In this project, I was indexing Markdown documents so I wanted a Markdown-specific splitter. Unfortunately, Vercel’s AI SDK doesn’t include any text splitters, but I was able to use the MarkdownTextSplitter from LangChain’s TypeScript library and fall back to the RecursiveCharacterTextSplitter for any other file type.

import { MarkdownTextSplitter, RecursiveCharacterTextSplitter } from 'langchain/text_splitter';

...

const textSplitter = isMarkdownDoc
  ? new MarkdownTextSplitter({ chunkSize, chunkOverlap })
  : new RecursiveCharacterTextSplitter({ chunkSize, chunkOverlap, separators });

const chunks = await textSplitter.createDocuments([document.content]);

Embedding

Once you have your documents split into chunks, you can create embeddings for each using a text embedding model. For this project I used OpenAI’s text-embedding-3-small model, and used the AI SDK embedMany function to process multiple chunks at a time:

const { embeddings } = await embedMany({
  model: myProvider.textEmbeddingModel('embedding-model'),
  values: chunks.map(chunk => chunk.content),
});
}

The embedding model is also used to create the embedding of a user’s query, so the same model must be used for comparisons to make sense.

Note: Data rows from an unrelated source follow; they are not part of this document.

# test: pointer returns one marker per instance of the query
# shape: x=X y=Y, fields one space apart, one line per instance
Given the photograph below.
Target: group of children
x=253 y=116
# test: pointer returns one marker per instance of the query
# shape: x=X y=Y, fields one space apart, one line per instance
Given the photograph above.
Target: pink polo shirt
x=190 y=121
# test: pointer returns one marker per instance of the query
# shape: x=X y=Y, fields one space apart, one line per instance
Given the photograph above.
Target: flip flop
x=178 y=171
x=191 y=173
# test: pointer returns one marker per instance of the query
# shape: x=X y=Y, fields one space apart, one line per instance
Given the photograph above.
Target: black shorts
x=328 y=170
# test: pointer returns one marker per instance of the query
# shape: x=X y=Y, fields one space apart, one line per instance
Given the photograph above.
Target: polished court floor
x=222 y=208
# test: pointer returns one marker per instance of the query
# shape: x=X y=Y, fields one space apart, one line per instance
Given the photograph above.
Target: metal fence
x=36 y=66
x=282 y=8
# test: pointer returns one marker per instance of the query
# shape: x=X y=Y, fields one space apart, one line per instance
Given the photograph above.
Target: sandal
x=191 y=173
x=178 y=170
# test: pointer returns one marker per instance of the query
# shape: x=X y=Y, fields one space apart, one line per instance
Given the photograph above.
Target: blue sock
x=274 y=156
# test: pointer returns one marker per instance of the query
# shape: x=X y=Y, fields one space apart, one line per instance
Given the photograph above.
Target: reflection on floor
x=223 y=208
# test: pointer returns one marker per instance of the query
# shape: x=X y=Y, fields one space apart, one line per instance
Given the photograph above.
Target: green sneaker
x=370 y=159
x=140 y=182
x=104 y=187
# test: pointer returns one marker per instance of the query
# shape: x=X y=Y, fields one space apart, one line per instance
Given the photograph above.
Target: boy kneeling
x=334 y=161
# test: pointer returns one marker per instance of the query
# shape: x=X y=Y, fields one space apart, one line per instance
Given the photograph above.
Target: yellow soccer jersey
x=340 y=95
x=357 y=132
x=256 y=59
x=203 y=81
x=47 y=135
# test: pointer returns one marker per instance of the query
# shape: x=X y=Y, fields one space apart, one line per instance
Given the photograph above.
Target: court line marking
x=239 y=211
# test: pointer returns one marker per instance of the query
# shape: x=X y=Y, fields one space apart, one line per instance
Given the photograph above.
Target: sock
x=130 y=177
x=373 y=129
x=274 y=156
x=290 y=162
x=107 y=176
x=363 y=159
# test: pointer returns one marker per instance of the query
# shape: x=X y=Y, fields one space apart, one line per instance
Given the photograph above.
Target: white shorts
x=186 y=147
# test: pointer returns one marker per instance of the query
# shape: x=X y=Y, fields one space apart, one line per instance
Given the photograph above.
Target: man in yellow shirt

Note: the embedding model is not the same as the LLM model used by the chatbot. A text embedding model specializes in converting text into dense vectors that capture semantic meaning. Its focus is on retrieval tasks, not generative.

Indexing

The last step in the indexer process is to store each embedding in the vector database, along with the chunk of text it represents, and a link to the source document. If a query embedding matches an embedding in the database, the corresponding original chunk of text can be passed to the LLM as context for its response, and a link to the source document shown in the chatbot UI.

Special purpose vector databases such as Pinecone can be used if performance and scalability are a concern. Since I just wanted to run this project locally though, and already had a Postgres database for general application state, I chose to use the pgvector Postgres extension.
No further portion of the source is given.